Thursday, July 21. Snow Lakes Camp, Mile 1796 (6693′) to Mazama Village, ~ Mile 1821 (6021′). 25 miles.

This day didn’t turn out quite the way we thought it would. Read on to see why.

The plan was to load up on water at Honeymoon Creek and haul as much water as we could as far as we could and set up a dry camp somewhere about 10 miles from Mazama Village. That would give us a nice 10 mile day to finish up. We didn’t realize how much motivation we would feel as we started out on the trail at 5:30am.

There were so many tents around the other Snow Lake and near the intersection of the Snow Lake Trail and the PCT. We turned the corner to head up the 800 foot climb ahead of us. We’d get up and over this section, then find the creek to hopefully get to camp early in the day to beat the heat.

We also knew we were headed for “Devil’s Peak”. We didn’t quite know what that meant but we were pretty sure we could handle it. A long traverse lead us to a wonderful notch after we passed below Lucifer and around Devil’s Peak. Then? Snow! We couldn’t believe that there was any snow left in the area. There was even a bit on the trail we hiked through. Not enough to lose the trail or anything but an indication of how shaded and cool this side of Devil’s Peak would be.

As we switch-backed down the north slopes of Devil’s Peak, we found many fresh-flowing streams of cold, clear water. We started thinking a bit differently about our day because we wanted to take advantage of this cold water.

We also got pretty excited when we arrived at the 1800 Mile marker.

There were a couple “monuments” that hikers had created based on their GPS hiking apps. We took a screenshot of our GPS app too.

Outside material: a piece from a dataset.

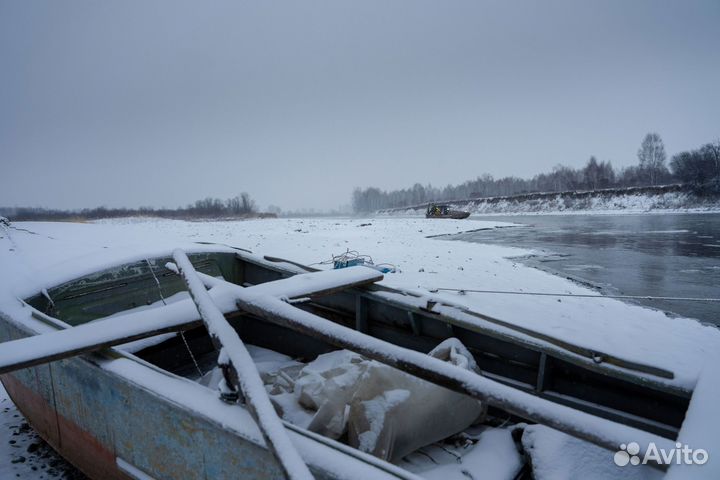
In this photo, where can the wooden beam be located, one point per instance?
(239, 360)
(574, 422)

Our hiking plan for the day was to be revised. We got as much of this wonderful water as we could, and made our decision to just go for it! We thought that we had a pretty good chance to get to Mazama Village this very evening. The elevation gain and loss was not that daunting but we couldn’t just pour it on through the heat of the day. In that case, we would find a shady spot to rest for an hour or three, and then see if we could get to where our car was parked and where there was, mmmmm, restaurant food!

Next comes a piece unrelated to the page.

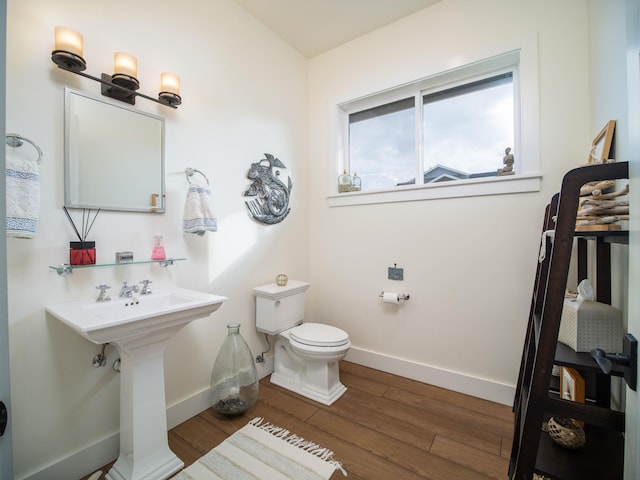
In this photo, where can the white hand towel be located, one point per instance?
(198, 211)
(23, 197)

Edge of “The Oregon Desert”

The terrain was pretty hot but we found some trees to hide behind in the “Oregon Desert”. At least that’s what it’s called on the USGS map. We blew up our inflatable pads the hung out next to the trail. While we were there, a bunch of PCT’ers came by and greeted us. We did get a little snoozing done during the two hours we were there.

Around 3:30pm, we repacked and moved on to do the last 11+ miles. Surprising, how fast we did the last couple miles of trail! We reached Highway 62 just about 7pm, and were to our car at 7:30 – plenty of time to have a burger and find a place to camp. In the Annie Springs Restaurant, we were joined by Pa’at and Wonder (John, 71, and Florence, 69) who were also doing the trail. These were the oldest people besides us we’d ever run into on the trail. They were great, and we loved chatting with them over dinner.

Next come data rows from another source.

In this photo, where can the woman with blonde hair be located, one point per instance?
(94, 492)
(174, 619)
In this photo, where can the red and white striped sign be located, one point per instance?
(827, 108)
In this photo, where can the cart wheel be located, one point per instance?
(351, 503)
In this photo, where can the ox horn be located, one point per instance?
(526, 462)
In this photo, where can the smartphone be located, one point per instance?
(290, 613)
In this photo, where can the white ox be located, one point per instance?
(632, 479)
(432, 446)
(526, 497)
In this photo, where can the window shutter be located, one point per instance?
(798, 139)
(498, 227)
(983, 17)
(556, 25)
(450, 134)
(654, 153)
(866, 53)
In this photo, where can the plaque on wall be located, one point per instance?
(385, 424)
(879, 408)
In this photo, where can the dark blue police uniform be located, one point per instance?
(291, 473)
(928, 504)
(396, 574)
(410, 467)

When we were done, we wished them well as they were going to continue north. We tiredly climbed in our car and headed back over to Broken Arrow campground to set up camp. It was dark when we arrived and it seemed everywhere there were millions of bugs! When we got to setting up our tent, we realized they were only gnats and not the biting kind. Finally, around 10pm, we slipped into our sleeping bags and fell asleep. We had really done a good job of covering over 25 miles on our last full day of hiking. We just had a day hike ahead of us tomorrow to actually finish all the Oregon and California sections of the PCT!